Sex

Sex and the Suburb

One town's struggle to save mom-and-pop porn shops

|

"Porn" isn't the first word that comes to mind when I think of home, but the quiet community where I grew up has become a national symbol of suburban smut. A recent New York Times article places Milford, Connecticut first among a host of suburban towns forced to reckon with large, upscale "adult emporiums." Milford's main streets have been lined with blacked out windows for years, but the store in question has rejected the traditional low-profile facade, and the mayor is not pleased. Daniel Quinn, owner of the 10,000 square foot "Penthouse Boutique" is engaged in a war with Milford's city council over zoning laws and police permits. But even amid the controversy, the store's instant popularity suggests that pornography continues to shed its stigma and widen its appeal.

The Penthouse Boutique is one part porn shop and two parts Wal-Mart; though it's the first store to carry the Penthouse name, the outfit has all the makings of a large chain. It's well-lit, spacious, and divided into different sections for shoes, costumes, oils, DVDs and magazines. The employees wear conservative black uniforms, and the book section includes such salacious titles as Great Sex for Moms and Sex for Dummies. The only customers in the shop on a weekday morning were two other twenty-something females. Much of the merchandise has a playful, self-mocking appeal, epitomized by the giant rocking "love sex swing" at the back of the store.

Quinn had hoped to open his mega-store with a giant gala featuring Penthouse Pets, hors de oeuvres, and tuxedoed waiters. July 24th, two hours before the party was set to begin, the mayor informed Quinn's lawyer that Quinn would be arrested if anything were sold. The Boutique greeted its 1100 guests with the warning that merchandise was off limits. The next day, Quinn's employees loaded much of the newly arrived store's adult material into trucks in order to avoid further confrontation. The city says he needs an adult permit to operate; Quinn claims he does not, because less than 50 percent of his merchandise can be classified as adult. That week the city council voted to raise the threshold—henceforth, any store with 30 percent adult merchandise would need a permit. But Quinn claims that only 28 percent of his merchandise qualifies for Milford's definition of "adult," which specifies "instruments, devices or paraphernalia designed or marketed for use in conjunction with specified sexual activities or that graphically depicts specific anatomical areas." Still, many of the store's shelves remained bare for weeks in order to avoid a showdown with the city.

"This is a morals issue," says district manager Gary Cohen. "They never gave us a reason why we couldn't operate as planned."

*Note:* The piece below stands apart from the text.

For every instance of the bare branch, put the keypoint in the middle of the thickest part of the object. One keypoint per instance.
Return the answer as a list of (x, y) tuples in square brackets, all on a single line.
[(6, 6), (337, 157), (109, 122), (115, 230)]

Legal issues aside, one can understand the discomfort of residents who picketed during the mega-store's opening festivities. The city's other adult stores tend to be small, dark, and stationed squarely in the liquor store/ nail salon part of town. Penthouse Boutique's pink stucco facade, flanked by Greek statues and positioned near a suggestive billboard, seems out of place in this church dotted suburb. Perhaps most disturbing to offended residents, Quinn is actively marketing toward the decent people protesters want to protect.

"We're featuring a couple-friendly format," says Cohen. "Everyone from newlyweds to senior citizens looking to spice up their sex lives. Right now, 70 percent of our customers are women."

The Penthouse store has arrived just as the Penthouse magazine looks ready to fold. The publishers of Penthouse declared bankruptcy last week, and leasing the name out to stores like Quinn's is part of a strategy to keep the Penthouse empire afloat as the magazine flounders. Some attribute the magazine's financial woes to a graphic, hardcore approach that has turned off advertisers and alienated readers. Its chief rival, the more conservative Playboy , has maintained a stable circulation base. The future of porn may belong to businesses that can anticipate middle America's relatively conservative tastes in pornographic magazines, videos, and DVDs—businesses much like the Penthouse Boutique.

Quinn is capitalizing on the mainstreaming of porn, a revolution that began when the VCR brought porn out of seedy sex stores and into suburban living rooms. The internet, of course, has made porn virtually unavoidable. Now that all sorts of people can get porn, it turns out that all sorts of people like it. And they're not all comfortable in the porn shops of yesterday.

Down the street from the Penthouse emporium is Vinny's Adult Video, a dingy, blacked out hole of a store. A curmudgeonly clerk describes the new boutique as "our arch enemy" and expresses resentment at the anti-smut backlash it has provoked. Cohen suspects that such reactions show rivals fear Penthouse "will probably put them out of business." The mom and pop porn shops of suburbia, in other words, have reason to fear.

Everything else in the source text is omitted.